Among other regional security benefits, Israel’s nuclear weapons represent an unacknowledged but critical impediment to the actual use of nuclear weapons, and even to the commencement of an area nuclear war. UN resolutions notwithstanding, these weapons must remain at the vital center of Israel’s national security policy, and should also be guided by continuously updated and refined strategic doctrine. Some essential elements of any such doctrine comprise a carefully calibrated end to “deliberate ambiguity,” more recognizable emphases on “counter value” or counter-city targeting, and recognizably expanding evidence of secure “triad” nuclear forces. Of course, such forces, which must include some forms of submarine basing, will have to appear capable of penetrating any foreseeable nuclear aggressor’s active defenses.
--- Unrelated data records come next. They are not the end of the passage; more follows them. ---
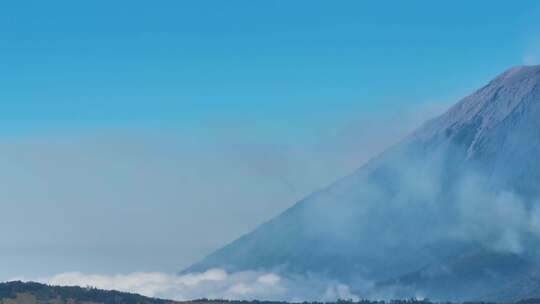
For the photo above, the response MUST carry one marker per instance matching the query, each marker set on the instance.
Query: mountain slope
(465, 180)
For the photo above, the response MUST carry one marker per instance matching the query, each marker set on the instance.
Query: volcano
(451, 212)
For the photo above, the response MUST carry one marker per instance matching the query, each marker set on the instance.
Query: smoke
(213, 284)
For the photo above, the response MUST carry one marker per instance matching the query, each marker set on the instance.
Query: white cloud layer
(213, 284)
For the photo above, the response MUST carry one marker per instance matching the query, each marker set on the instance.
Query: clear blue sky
(126, 126)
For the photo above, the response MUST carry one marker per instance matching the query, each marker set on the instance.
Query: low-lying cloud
(213, 284)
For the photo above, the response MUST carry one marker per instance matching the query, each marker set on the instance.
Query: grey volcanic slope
(424, 216)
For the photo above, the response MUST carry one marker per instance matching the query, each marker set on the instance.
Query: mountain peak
(515, 90)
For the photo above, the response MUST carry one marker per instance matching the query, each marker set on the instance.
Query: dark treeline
(47, 293)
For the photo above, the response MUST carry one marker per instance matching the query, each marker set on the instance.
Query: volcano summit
(451, 212)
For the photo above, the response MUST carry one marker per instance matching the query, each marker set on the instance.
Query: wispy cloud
(214, 283)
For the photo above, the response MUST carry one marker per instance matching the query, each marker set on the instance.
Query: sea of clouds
(213, 284)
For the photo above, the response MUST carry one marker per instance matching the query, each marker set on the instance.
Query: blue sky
(142, 138)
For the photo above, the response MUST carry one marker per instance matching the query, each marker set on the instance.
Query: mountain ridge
(423, 198)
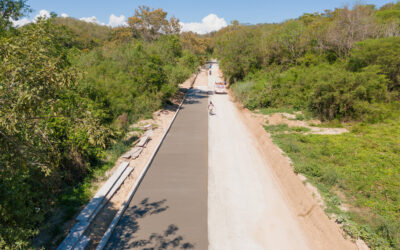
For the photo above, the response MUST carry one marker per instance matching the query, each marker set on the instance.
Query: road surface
(246, 209)
(169, 209)
(208, 188)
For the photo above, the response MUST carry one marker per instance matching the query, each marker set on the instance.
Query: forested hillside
(68, 91)
(343, 67)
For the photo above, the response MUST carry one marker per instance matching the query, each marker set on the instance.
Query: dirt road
(246, 209)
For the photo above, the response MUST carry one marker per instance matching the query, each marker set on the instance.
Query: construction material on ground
(92, 208)
(81, 245)
(99, 196)
(147, 127)
(117, 217)
(133, 153)
(145, 138)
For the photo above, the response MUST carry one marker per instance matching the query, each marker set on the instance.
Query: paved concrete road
(246, 209)
(169, 209)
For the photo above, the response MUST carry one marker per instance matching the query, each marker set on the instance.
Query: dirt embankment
(322, 232)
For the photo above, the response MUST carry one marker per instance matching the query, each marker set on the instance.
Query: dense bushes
(44, 124)
(325, 63)
(61, 108)
(329, 91)
(340, 65)
(135, 77)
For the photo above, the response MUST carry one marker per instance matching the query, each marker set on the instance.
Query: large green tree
(11, 10)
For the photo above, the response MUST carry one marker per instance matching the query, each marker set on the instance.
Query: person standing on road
(211, 108)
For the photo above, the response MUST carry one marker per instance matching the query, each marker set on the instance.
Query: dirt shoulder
(159, 124)
(322, 232)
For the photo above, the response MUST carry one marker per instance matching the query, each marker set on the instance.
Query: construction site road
(169, 209)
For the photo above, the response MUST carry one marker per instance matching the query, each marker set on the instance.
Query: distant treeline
(68, 91)
(342, 64)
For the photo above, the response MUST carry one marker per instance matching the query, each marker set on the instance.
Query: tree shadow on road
(125, 235)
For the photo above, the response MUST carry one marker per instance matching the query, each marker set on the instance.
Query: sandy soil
(161, 120)
(256, 201)
(289, 119)
(246, 206)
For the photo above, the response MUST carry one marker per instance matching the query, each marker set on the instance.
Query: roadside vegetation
(68, 91)
(342, 67)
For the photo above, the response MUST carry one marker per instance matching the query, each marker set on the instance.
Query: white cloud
(115, 21)
(42, 14)
(20, 22)
(91, 19)
(209, 23)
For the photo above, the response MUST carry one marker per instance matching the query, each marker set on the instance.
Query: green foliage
(328, 91)
(11, 10)
(62, 106)
(382, 52)
(340, 65)
(238, 52)
(84, 35)
(363, 164)
(46, 132)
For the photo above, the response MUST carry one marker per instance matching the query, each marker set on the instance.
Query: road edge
(117, 217)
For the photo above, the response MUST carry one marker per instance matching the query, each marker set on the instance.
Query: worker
(211, 108)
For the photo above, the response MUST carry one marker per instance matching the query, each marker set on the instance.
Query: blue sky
(249, 11)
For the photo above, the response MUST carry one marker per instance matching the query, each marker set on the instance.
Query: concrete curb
(119, 214)
(92, 208)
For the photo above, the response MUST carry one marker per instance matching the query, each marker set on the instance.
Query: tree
(150, 24)
(349, 27)
(11, 10)
(383, 52)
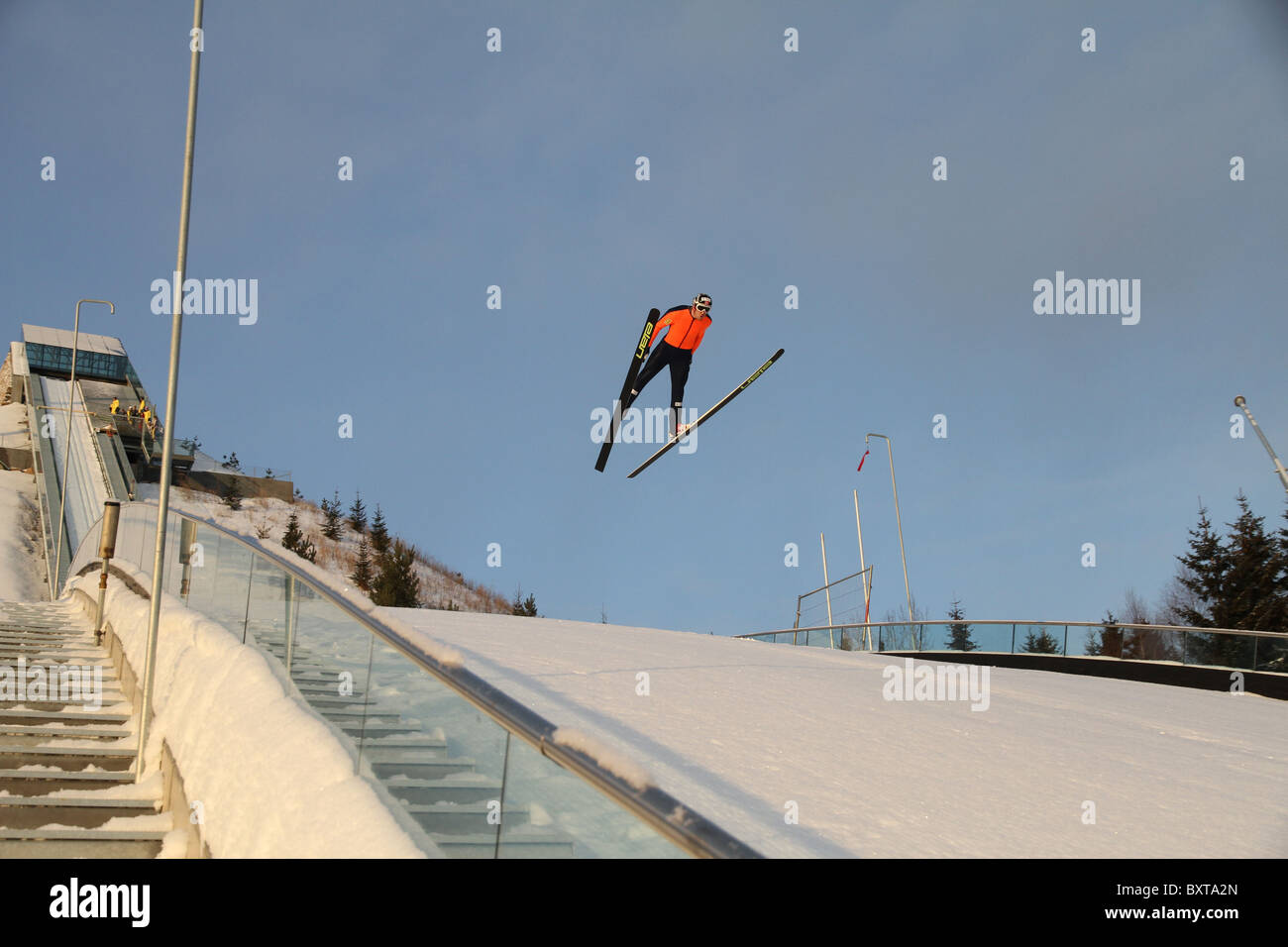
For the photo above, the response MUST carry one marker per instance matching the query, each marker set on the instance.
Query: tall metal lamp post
(171, 393)
(900, 521)
(1279, 468)
(67, 445)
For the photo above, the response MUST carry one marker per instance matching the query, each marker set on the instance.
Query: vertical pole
(900, 521)
(171, 386)
(1279, 468)
(67, 447)
(863, 567)
(827, 592)
(291, 611)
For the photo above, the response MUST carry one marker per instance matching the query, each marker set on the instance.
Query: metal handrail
(1024, 621)
(657, 808)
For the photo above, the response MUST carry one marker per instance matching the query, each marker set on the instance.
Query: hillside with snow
(756, 735)
(267, 518)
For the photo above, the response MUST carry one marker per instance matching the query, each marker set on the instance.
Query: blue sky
(811, 169)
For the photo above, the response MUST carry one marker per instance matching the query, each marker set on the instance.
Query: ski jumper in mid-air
(686, 326)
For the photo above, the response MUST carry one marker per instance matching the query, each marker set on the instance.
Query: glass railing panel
(1271, 655)
(273, 595)
(438, 755)
(230, 578)
(552, 813)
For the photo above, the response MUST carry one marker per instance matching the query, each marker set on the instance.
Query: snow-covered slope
(438, 585)
(21, 556)
(750, 733)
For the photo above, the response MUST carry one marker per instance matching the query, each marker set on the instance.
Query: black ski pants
(679, 360)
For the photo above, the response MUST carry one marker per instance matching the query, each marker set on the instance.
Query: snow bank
(240, 738)
(21, 557)
(798, 751)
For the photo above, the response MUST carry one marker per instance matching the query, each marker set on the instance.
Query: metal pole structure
(1279, 467)
(867, 585)
(827, 594)
(171, 392)
(67, 437)
(900, 521)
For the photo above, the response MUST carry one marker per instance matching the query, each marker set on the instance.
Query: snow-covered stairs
(443, 792)
(67, 753)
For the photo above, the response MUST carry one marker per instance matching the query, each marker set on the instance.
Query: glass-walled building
(50, 352)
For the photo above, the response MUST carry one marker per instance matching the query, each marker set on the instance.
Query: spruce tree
(958, 631)
(231, 493)
(378, 534)
(359, 515)
(1109, 641)
(295, 541)
(526, 607)
(397, 583)
(1250, 590)
(1041, 643)
(331, 517)
(364, 575)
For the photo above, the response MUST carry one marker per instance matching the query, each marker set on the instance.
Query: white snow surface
(13, 427)
(21, 557)
(748, 733)
(239, 737)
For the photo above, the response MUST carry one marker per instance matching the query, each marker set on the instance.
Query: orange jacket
(686, 331)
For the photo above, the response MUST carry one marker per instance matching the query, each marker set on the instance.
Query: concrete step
(356, 728)
(464, 788)
(77, 812)
(342, 716)
(33, 736)
(419, 767)
(43, 652)
(513, 845)
(78, 843)
(73, 718)
(51, 703)
(40, 783)
(464, 818)
(67, 757)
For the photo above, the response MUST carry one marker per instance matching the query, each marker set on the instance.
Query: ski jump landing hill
(463, 735)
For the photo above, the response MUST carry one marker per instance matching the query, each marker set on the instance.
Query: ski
(636, 361)
(719, 405)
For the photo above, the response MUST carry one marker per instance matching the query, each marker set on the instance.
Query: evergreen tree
(364, 575)
(397, 583)
(1203, 574)
(331, 517)
(231, 493)
(1235, 583)
(958, 631)
(295, 540)
(1252, 585)
(526, 607)
(359, 515)
(378, 532)
(1041, 643)
(1108, 642)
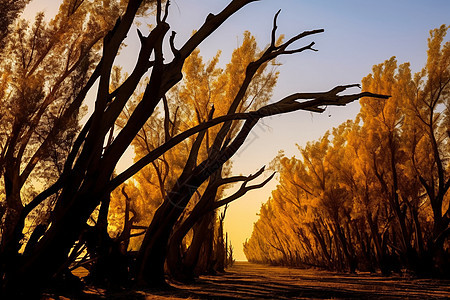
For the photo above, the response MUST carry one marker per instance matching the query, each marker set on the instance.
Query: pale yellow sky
(358, 34)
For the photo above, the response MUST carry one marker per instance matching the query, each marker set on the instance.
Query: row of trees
(373, 194)
(61, 199)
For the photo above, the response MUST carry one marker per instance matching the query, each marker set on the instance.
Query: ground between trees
(253, 281)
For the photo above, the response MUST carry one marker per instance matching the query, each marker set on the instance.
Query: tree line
(372, 194)
(64, 205)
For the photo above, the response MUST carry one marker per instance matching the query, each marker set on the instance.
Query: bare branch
(274, 30)
(243, 189)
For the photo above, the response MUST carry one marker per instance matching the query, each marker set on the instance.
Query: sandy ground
(250, 281)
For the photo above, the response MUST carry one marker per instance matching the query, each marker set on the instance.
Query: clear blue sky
(358, 34)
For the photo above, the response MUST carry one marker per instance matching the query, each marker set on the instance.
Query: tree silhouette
(86, 179)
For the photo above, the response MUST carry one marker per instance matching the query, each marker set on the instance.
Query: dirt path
(251, 281)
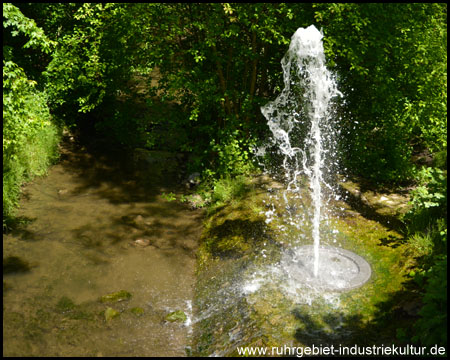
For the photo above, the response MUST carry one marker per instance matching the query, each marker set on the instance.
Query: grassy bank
(238, 245)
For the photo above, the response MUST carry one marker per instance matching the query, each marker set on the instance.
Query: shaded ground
(241, 299)
(95, 225)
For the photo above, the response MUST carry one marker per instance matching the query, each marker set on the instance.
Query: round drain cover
(339, 269)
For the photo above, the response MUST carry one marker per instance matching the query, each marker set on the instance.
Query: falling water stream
(309, 89)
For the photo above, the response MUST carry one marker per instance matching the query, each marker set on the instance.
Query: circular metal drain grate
(339, 269)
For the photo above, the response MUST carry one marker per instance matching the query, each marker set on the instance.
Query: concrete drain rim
(364, 270)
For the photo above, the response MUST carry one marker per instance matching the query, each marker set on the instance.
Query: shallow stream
(96, 225)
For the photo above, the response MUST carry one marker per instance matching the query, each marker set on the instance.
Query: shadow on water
(95, 225)
(398, 311)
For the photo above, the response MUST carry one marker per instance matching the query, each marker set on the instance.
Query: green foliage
(432, 326)
(392, 65)
(427, 223)
(37, 39)
(428, 200)
(29, 137)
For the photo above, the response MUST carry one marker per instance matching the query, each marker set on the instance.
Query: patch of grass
(32, 158)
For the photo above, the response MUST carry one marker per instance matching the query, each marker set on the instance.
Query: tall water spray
(299, 119)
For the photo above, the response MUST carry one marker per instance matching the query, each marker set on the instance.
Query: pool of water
(96, 225)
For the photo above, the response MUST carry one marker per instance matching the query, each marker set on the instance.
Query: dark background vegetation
(93, 68)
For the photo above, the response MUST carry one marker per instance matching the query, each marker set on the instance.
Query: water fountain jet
(300, 119)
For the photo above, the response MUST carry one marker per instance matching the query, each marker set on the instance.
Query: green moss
(65, 304)
(116, 296)
(137, 311)
(178, 315)
(110, 314)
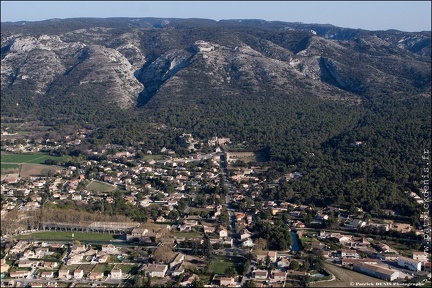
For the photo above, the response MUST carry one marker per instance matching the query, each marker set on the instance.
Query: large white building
(409, 263)
(376, 271)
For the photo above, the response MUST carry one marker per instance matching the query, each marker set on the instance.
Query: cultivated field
(67, 236)
(28, 170)
(28, 164)
(347, 278)
(100, 186)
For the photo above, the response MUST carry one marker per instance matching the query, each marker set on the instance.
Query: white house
(156, 270)
(409, 263)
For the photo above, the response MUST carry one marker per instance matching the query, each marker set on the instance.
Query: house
(272, 255)
(64, 274)
(28, 254)
(296, 273)
(50, 265)
(352, 261)
(4, 267)
(348, 253)
(248, 243)
(223, 232)
(376, 271)
(245, 234)
(138, 232)
(283, 263)
(116, 274)
(355, 223)
(179, 258)
(47, 274)
(278, 276)
(110, 249)
(388, 256)
(340, 238)
(401, 227)
(42, 252)
(78, 274)
(208, 229)
(19, 274)
(103, 258)
(409, 263)
(180, 270)
(383, 248)
(96, 275)
(420, 256)
(156, 270)
(28, 263)
(76, 249)
(260, 274)
(226, 281)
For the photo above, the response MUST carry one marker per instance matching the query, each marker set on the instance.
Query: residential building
(420, 256)
(409, 263)
(47, 274)
(226, 281)
(156, 270)
(19, 274)
(260, 274)
(278, 276)
(376, 271)
(64, 274)
(116, 274)
(78, 274)
(349, 253)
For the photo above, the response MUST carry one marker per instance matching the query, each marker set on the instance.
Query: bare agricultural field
(28, 170)
(100, 186)
(347, 278)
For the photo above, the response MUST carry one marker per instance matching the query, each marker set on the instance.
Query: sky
(409, 16)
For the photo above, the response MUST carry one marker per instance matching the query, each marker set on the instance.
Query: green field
(34, 158)
(221, 263)
(105, 268)
(67, 236)
(9, 166)
(100, 187)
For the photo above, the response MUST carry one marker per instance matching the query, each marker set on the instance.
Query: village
(199, 209)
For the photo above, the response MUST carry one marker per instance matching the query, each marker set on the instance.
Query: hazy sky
(370, 15)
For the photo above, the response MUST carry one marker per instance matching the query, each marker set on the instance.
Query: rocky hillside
(303, 95)
(136, 62)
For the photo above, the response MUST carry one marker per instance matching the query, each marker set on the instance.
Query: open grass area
(67, 236)
(126, 268)
(100, 186)
(345, 277)
(9, 166)
(105, 268)
(31, 158)
(221, 263)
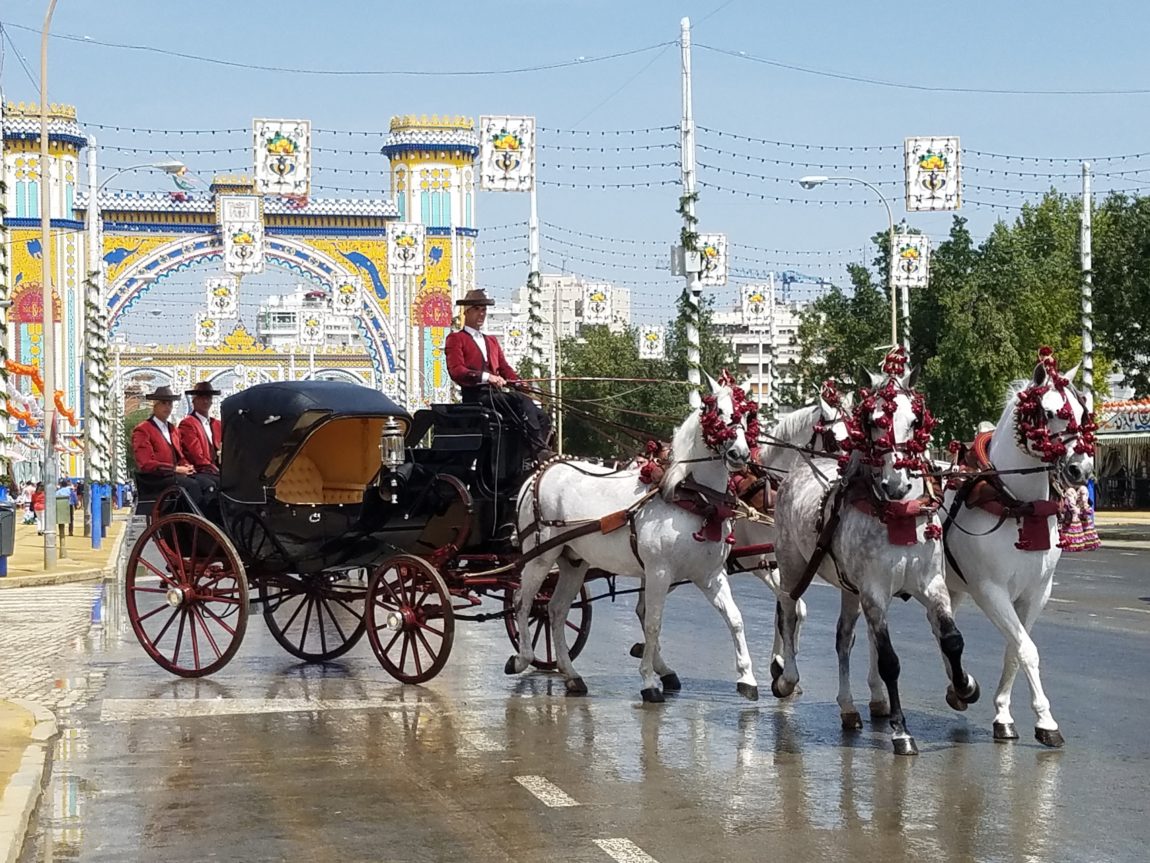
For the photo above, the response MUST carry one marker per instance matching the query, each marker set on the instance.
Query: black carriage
(345, 514)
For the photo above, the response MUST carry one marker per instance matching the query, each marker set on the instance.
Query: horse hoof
(652, 695)
(955, 702)
(905, 746)
(1048, 737)
(1005, 731)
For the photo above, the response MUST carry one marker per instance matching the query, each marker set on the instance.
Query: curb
(23, 792)
(68, 578)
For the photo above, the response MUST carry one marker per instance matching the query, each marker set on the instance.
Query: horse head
(1052, 424)
(889, 429)
(727, 419)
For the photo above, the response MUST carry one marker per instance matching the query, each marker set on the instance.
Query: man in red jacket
(200, 435)
(160, 460)
(476, 363)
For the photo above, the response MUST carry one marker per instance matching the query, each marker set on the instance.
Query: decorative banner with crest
(405, 249)
(933, 174)
(222, 297)
(713, 257)
(242, 223)
(347, 298)
(756, 306)
(207, 330)
(912, 260)
(283, 157)
(652, 342)
(312, 326)
(596, 304)
(515, 343)
(506, 153)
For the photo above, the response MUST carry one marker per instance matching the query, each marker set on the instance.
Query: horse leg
(718, 592)
(654, 593)
(844, 641)
(964, 688)
(567, 587)
(875, 611)
(531, 578)
(1017, 619)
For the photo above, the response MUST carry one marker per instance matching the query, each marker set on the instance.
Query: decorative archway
(135, 279)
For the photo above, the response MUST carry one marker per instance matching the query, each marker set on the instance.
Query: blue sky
(978, 45)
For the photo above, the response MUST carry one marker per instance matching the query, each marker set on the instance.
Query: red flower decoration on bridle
(1030, 426)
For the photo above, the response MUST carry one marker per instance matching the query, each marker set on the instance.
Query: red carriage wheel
(186, 595)
(577, 625)
(316, 617)
(409, 619)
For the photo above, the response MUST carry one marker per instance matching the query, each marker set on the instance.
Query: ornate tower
(24, 180)
(432, 183)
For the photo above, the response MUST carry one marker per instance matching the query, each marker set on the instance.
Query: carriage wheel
(409, 618)
(579, 621)
(314, 617)
(186, 595)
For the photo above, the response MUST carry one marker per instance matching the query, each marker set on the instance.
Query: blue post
(96, 511)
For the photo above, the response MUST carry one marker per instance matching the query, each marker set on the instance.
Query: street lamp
(811, 182)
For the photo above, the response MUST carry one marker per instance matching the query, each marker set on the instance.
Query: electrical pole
(691, 260)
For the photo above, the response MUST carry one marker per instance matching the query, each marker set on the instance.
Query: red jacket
(198, 449)
(465, 360)
(153, 455)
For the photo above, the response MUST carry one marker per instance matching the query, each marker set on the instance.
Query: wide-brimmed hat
(162, 394)
(478, 297)
(204, 388)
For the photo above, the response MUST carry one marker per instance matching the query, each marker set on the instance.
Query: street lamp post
(94, 305)
(811, 182)
(48, 335)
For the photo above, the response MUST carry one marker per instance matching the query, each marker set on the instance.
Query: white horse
(641, 535)
(883, 501)
(1043, 428)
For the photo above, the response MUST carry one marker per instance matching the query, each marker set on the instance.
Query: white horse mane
(682, 448)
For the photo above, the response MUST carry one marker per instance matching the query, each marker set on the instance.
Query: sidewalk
(1125, 525)
(25, 566)
(25, 741)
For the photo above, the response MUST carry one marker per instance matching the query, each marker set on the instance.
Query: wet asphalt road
(275, 761)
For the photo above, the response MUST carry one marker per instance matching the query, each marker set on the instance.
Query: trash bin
(7, 528)
(63, 510)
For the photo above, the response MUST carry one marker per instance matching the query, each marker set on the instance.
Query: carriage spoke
(198, 615)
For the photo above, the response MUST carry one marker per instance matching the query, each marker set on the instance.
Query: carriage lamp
(392, 452)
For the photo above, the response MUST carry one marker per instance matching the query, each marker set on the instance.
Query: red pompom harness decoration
(1030, 426)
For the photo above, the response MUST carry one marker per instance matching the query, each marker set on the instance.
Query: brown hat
(162, 394)
(204, 388)
(478, 297)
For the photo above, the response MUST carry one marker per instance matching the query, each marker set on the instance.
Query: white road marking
(121, 710)
(483, 741)
(625, 850)
(547, 792)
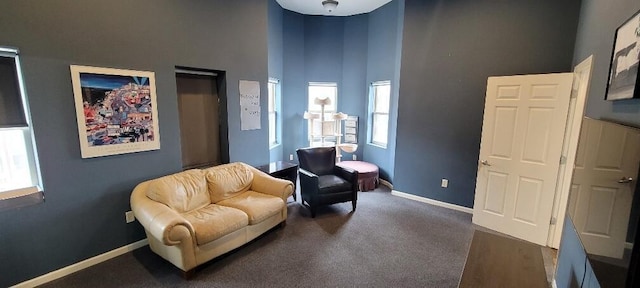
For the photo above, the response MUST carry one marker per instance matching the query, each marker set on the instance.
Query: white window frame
(273, 107)
(316, 138)
(373, 112)
(32, 183)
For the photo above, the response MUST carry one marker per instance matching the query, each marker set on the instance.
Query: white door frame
(579, 93)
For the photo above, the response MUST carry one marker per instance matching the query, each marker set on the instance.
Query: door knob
(624, 180)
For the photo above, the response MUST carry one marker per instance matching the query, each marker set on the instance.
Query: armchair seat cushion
(329, 184)
(214, 221)
(257, 206)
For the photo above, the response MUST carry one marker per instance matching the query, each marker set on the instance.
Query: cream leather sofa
(196, 215)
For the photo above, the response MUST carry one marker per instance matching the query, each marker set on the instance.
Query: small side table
(367, 173)
(282, 170)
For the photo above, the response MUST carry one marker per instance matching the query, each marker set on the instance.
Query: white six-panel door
(522, 136)
(603, 184)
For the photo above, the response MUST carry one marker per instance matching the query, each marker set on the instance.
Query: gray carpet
(388, 241)
(519, 263)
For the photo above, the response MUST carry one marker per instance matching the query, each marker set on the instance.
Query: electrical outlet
(129, 217)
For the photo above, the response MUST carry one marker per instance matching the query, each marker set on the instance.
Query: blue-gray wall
(276, 68)
(383, 63)
(598, 23)
(322, 49)
(85, 199)
(449, 49)
(294, 93)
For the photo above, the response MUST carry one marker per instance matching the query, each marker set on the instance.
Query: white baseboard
(82, 265)
(386, 183)
(432, 202)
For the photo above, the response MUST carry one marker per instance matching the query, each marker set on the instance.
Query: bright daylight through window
(19, 171)
(321, 91)
(380, 99)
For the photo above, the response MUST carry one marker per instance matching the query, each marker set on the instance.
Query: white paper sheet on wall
(249, 105)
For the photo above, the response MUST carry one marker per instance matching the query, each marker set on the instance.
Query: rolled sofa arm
(267, 184)
(160, 221)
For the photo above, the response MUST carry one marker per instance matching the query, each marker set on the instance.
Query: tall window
(273, 111)
(318, 91)
(380, 99)
(19, 171)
Israel’s latest efforts at diversified sea-basing of nuclear retaliatory forces are costly, but still prudent. Similarly important efforts are needed for the Israel Air Force. To prepare for anticipated strikes at distances of approximately 1,000 kilometers, whether preemptive, retaliatory, or counter-retaliatory, the IAF needs the “full envelope” of air refueling capabilities, upgraded satellite communications, state-of-the-art electronic warfare technologies, armaments fully appropriate to inflicting maximum target damage, and, always, the latest-generation UAVs to accompany selected missions.
“Mass counts.” In the Middle East, multiple UN resolutions notwithstanding, Israel’s nuclear weapons represent an essential barrier to laststage enemy aggressions, and to an eventual nuclear war. The United States, which voted correctly against the recent General Assembly resolution, should continue to reject any and all proposals for a Nuclear Weapon- Free Zone in the region. As for Jerusalem, it must not forget what ought already to be perfectly obvious: Even the United Nations can never require a member state to submit to genocide.
International law, it is time to remind the UN General Assembly, is never a suicide pact.
The writer (PhD, Princeton, 1971) is the author of many books and articles dealing with nuclear strategy and nuclear war. Professor of Political Science and International Law at Purdue for 43 years, he was chairman of Project Daniel (Israel, prime minister Ariel Sharon, 2003). He is a regular contributor to The Jerusalem Post and also to The New York Times; The Washington Times; US News & World Report; The Atlantic; The Harvard National Security Journal; The Brown Journal of World Affairs and other publications. His most recent academic strategy papers in Israel have been published by the BESA Center for Strategic Studies, the Institute for National Security Studies and the Institute for Policy and Strategy.